De dagelijkse medische actualiteit voor Belgische artsen en apothekers.
De huisartsenzorg staat onder grote druk, zo blijkt uit een enquête onder ruim 600 Nederlandse huisartsen.
Huisartsen twijfelen of ze hun vak willen voortzetten en moeten zorgtaken uitvoeren waarvoor zij onvoldoende zijn toegerust, zo staat te lezen in Trouw.
Slechts een krappe 20 procent van de huisartsen in Nederland denkt in 2037 nog steeds huisarts te zijn.
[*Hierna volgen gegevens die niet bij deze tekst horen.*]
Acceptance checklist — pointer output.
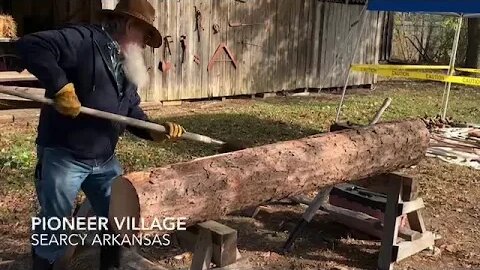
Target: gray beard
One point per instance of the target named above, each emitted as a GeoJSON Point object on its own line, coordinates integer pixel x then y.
{"type": "Point", "coordinates": [134, 66]}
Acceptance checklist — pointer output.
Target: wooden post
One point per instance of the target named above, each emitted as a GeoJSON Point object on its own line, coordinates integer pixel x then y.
{"type": "Point", "coordinates": [402, 200]}
{"type": "Point", "coordinates": [210, 241]}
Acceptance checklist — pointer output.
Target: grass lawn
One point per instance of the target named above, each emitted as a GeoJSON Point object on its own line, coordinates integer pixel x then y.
{"type": "Point", "coordinates": [256, 121]}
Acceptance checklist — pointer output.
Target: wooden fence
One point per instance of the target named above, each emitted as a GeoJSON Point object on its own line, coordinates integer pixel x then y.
{"type": "Point", "coordinates": [294, 44]}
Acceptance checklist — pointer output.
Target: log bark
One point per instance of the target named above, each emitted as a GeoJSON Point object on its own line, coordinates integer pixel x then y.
{"type": "Point", "coordinates": [211, 187]}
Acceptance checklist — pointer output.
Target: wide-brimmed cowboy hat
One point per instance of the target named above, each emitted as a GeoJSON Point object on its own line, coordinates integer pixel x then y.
{"type": "Point", "coordinates": [143, 11]}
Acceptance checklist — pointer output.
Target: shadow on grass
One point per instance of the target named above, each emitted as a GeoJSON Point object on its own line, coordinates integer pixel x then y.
{"type": "Point", "coordinates": [137, 154]}
{"type": "Point", "coordinates": [319, 241]}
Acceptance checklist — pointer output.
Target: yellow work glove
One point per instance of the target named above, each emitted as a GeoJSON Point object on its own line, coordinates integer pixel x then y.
{"type": "Point", "coordinates": [66, 101]}
{"type": "Point", "coordinates": [173, 131]}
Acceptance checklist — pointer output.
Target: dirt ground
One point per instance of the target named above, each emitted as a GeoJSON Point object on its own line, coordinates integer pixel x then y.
{"type": "Point", "coordinates": [450, 193]}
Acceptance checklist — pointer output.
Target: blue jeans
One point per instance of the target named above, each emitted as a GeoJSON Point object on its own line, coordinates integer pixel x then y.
{"type": "Point", "coordinates": [59, 177]}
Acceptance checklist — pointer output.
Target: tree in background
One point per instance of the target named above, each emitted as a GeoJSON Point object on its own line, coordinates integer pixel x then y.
{"type": "Point", "coordinates": [472, 59]}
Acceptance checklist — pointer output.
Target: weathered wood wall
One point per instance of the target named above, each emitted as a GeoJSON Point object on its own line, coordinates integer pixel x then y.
{"type": "Point", "coordinates": [294, 44]}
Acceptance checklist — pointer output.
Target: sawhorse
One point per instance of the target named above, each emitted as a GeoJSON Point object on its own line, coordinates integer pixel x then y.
{"type": "Point", "coordinates": [402, 201]}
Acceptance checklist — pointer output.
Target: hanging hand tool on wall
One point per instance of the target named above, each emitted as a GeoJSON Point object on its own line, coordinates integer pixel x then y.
{"type": "Point", "coordinates": [183, 44]}
{"type": "Point", "coordinates": [165, 65]}
{"type": "Point", "coordinates": [198, 22]}
{"type": "Point", "coordinates": [216, 28]}
{"type": "Point", "coordinates": [238, 24]}
{"type": "Point", "coordinates": [221, 47]}
{"type": "Point", "coordinates": [196, 59]}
Ruim de helft geeft aan niet te weten of ze de komende vijftien jaar zullen doorgaan met hun werk, zo blijkt uit een vandaag verschenen onderzoek van het journalistieke collectief Spit voor De Groene Amsterdammer en Trouw. De overige huisartsen hebben hun pensioen al in het vizier (12 procent) of gaven aan niet te weten wat te antwoorden op de vraag of zij in 2037 nog steeds huisarts denken te zijn.
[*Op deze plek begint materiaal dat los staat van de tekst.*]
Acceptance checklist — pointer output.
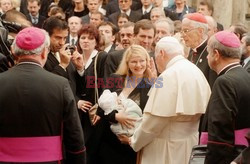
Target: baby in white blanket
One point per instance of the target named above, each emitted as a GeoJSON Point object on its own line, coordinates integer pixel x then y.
{"type": "Point", "coordinates": [109, 101]}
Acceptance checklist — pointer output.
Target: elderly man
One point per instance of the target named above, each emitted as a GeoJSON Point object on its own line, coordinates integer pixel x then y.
{"type": "Point", "coordinates": [170, 122]}
{"type": "Point", "coordinates": [194, 33]}
{"type": "Point", "coordinates": [206, 8]}
{"type": "Point", "coordinates": [125, 7]}
{"type": "Point", "coordinates": [229, 106]}
{"type": "Point", "coordinates": [37, 108]}
{"type": "Point", "coordinates": [164, 27]}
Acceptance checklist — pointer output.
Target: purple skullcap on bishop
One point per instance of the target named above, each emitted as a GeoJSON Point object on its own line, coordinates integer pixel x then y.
{"type": "Point", "coordinates": [196, 17]}
{"type": "Point", "coordinates": [228, 39]}
{"type": "Point", "coordinates": [30, 38]}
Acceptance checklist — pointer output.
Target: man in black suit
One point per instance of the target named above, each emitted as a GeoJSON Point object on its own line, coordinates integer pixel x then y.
{"type": "Point", "coordinates": [113, 6]}
{"type": "Point", "coordinates": [246, 51]}
{"type": "Point", "coordinates": [228, 109]}
{"type": "Point", "coordinates": [125, 7]}
{"type": "Point", "coordinates": [108, 32]}
{"type": "Point", "coordinates": [194, 33]}
{"type": "Point", "coordinates": [147, 5]}
{"type": "Point", "coordinates": [36, 19]}
{"type": "Point", "coordinates": [59, 58]}
{"type": "Point", "coordinates": [37, 108]}
{"type": "Point", "coordinates": [93, 6]}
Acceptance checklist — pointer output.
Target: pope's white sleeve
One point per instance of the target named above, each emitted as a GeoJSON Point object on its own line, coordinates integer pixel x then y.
{"type": "Point", "coordinates": [150, 127]}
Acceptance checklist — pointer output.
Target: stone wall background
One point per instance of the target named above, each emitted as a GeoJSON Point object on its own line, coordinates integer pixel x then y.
{"type": "Point", "coordinates": [229, 12]}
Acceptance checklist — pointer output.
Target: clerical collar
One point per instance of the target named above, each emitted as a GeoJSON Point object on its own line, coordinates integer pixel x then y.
{"type": "Point", "coordinates": [173, 60]}
{"type": "Point", "coordinates": [246, 60]}
{"type": "Point", "coordinates": [29, 61]}
{"type": "Point", "coordinates": [127, 12]}
{"type": "Point", "coordinates": [200, 45]}
{"type": "Point", "coordinates": [229, 67]}
{"type": "Point", "coordinates": [147, 10]}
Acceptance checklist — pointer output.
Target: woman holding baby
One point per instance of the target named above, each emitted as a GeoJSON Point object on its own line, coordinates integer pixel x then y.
{"type": "Point", "coordinates": [134, 72]}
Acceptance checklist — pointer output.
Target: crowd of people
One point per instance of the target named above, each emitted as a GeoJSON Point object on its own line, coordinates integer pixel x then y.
{"type": "Point", "coordinates": [168, 76]}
Spit deed de voorbije maanden onderzoek naar het huisartsentekort. Het collectief hield een enquête onder ruim 600 huisartsen en voerde uitgebreide gesprekken met ruim twintig van hen.
Uit het onderzoek blijkt dat huisartsen hun vak als zwaar ervaren. Zo is de werk-privébalans verstoord, geven ze aan dat de nacht- en weekenddiensten hun tol eisen en is er een tekort aan ondersteunend personeel. Ook het almaar uitdijende takenpakket, problemen elders in de zorg en hoge huisvestingskosten zorgen volgens de artsen voor werkdruk.
Ruim 90 procent van de huisartsen in de enquête zegt vanwege capaciteitsproblemen elders in de zorg extra taken toebedeeld te krijgen, terwijl zij het gevoel hebben hier onvoldoende voor te zijn toegerust. De wachtlijsten in de ggz, de capaciteitsproblemen bij de thuiszorg, ouderen die in acute situaties vaak niet direct terechtkunnen in verpleeg- of verzorgingshuizen: in al die situaties komt de verantwoordelijkheid terecht op het bordje van de huisarts. Het ‘afvoerputje van de zorg’, zo beschrijven verschillende artsen hun beroepsgroep, aldus Trouw.